Leckie sat there, in the tranquil enjoyment of his cigarette, and, perhaps, pleasantly conscious that the ladies, who were not far away, could see and hear all that had taken place. And this knowledge was not displeasing to him, especially when the fair-haired girl in mauve crept up to him presently and turned a pair of dazzling and admiring eyes upon him.

"Bobby," she whispered, "you are splendid! I really had no idea—I really hadn't. And I hope you will forgive me for laughing at you. Really, Bobby, if you look at me like that again, I shall have to k-kiss you!"

"I am quite defenceless," Bobby said blissfully. "R-rather bo kissed by you than anybody in the world."

It was fortunate, perhaps, at this moment that Mr. Bradley emerged from the hut with an intimation that the message had been sent and a reply received. Then, under the leadership of Leckie, the party went slowly in the direction of the beach, headed by the smiling boatswain and Don Jamie, who was thoughtfully prodded from time to time in the region of the liver by the point of the commandeered revolver. One by one the ladies were conveyed to the launch, and presently Leckie stood alone on the fringe of sand with the pirate chief, who regarded him with a mixture of concentrated rage and bewildered admiration.

"Well, you're a fair knock-out, you are," he said. "And me thinking all the time that you were no better than a scared jack-rabbit! Well, you can go back to your friends and boast that you are the first man who ever got the better of Jamie Rodgers. And that's a fact—yes, sir."

"Really?" Lepkie drawled. "Is that so? But I'm not worrying about it. Do you know, Mr. Rodgers, I hate getting my feet wet. And yet I don't see how I am going to get into that launch without ruining a pair of Court shoes and some silk socks that cost me a guinea in Bond Street. That's what's troubling me at the present moment. I give you my word of honour that I am not thinking about you at all."

In spite of his abject humiliation and the excruciating pain in his arm, Rodgers burst into a laugh.

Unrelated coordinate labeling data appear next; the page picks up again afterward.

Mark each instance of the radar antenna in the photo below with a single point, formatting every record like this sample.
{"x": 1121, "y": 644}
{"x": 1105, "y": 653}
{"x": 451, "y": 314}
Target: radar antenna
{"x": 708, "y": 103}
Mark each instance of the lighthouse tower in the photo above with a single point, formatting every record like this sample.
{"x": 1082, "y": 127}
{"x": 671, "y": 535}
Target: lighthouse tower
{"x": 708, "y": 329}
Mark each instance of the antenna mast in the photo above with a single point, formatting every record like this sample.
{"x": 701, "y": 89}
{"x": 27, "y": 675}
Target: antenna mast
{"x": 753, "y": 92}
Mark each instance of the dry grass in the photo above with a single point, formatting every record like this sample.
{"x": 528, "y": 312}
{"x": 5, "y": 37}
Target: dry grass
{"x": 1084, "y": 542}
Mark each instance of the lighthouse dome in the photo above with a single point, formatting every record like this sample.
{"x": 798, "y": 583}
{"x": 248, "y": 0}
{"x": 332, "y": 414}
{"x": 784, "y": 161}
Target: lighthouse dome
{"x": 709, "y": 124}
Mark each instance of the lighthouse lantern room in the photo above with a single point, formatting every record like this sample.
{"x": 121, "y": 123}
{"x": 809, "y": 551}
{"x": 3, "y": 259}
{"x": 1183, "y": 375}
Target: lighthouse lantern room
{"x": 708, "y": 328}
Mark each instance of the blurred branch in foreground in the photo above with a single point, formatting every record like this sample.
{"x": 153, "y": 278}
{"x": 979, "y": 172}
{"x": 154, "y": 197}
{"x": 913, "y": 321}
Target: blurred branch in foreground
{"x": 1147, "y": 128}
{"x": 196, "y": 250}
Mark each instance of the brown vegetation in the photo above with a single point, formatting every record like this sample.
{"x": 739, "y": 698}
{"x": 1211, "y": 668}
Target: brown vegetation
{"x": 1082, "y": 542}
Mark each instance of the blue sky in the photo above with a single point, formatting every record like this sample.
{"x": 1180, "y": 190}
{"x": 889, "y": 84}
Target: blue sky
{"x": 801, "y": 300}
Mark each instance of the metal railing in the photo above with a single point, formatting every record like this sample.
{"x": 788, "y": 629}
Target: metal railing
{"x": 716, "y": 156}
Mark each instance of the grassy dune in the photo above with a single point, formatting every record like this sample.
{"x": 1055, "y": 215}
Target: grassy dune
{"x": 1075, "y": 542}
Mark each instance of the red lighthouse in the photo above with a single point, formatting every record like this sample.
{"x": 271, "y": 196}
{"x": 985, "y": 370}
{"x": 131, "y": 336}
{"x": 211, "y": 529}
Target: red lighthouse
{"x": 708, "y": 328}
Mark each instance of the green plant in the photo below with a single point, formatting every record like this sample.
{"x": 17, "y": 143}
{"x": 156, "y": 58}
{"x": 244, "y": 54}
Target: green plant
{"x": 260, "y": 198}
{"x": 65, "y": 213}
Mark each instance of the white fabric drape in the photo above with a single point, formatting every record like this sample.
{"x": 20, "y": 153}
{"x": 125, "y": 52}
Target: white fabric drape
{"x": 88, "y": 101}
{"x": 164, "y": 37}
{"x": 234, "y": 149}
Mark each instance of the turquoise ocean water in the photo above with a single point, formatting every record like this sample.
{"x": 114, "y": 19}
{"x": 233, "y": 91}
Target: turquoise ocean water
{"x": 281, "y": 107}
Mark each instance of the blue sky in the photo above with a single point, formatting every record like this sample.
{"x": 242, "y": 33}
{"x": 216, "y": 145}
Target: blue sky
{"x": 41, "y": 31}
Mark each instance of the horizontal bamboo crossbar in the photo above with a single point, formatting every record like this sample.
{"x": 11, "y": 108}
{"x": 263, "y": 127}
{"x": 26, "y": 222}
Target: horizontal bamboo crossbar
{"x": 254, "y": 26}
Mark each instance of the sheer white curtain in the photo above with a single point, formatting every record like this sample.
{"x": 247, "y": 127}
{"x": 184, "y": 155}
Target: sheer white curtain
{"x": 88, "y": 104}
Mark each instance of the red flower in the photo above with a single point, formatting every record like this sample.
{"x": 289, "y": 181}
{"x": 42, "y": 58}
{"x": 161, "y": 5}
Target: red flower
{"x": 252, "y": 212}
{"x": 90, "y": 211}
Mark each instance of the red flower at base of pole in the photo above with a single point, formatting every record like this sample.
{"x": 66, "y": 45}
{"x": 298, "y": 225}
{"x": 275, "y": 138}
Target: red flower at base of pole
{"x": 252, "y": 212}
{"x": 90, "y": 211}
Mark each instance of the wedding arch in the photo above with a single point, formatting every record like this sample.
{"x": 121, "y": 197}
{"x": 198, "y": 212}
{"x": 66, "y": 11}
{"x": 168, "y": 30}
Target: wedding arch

"Well, I guess you're some boy," he said. "And I don't bear no malice. You've fairly held me up, and if I'd known—but, you see, I didn't. Say, stranger, ten or twelve years ago, before I started this game, I was up on the Yukon, gold prospecting with the very toughest crowd on the American Continent. There wasn't a crime in the, calendar that those boys weren't up to. But there was one chap, an Englishman, come up there, who was a fair terror to the whole bunch. I never saw him myself, but I heard of him often enough. From all accounts he was a little chap, about your size, an English swell, the boys said, as nobody could down. He wasn't a tough; he had an idea that he had come there to straighten matters out and turn the Yukon into a civilised community. It was some proposition, but he did his best to put the programme through—him without an ounce of strength, and weighing about a hundred and fifty pounds! They used to say he had come to America to die of some chest trouble, but decided to live and reform the States instead. Why, he'd go into the saloon amongst the toughs, with his glass in his eye and a revolver in his hand, and clear out the whole caboodle within five minutes."

"What was his name?" Leckie drawled. "Well, I don't rightly know, but I think the boys called him 'Little Billee with the Glass Eye.' Say, mister, I guess you must have been that man."

"I guess I was," Leckie said sweetly.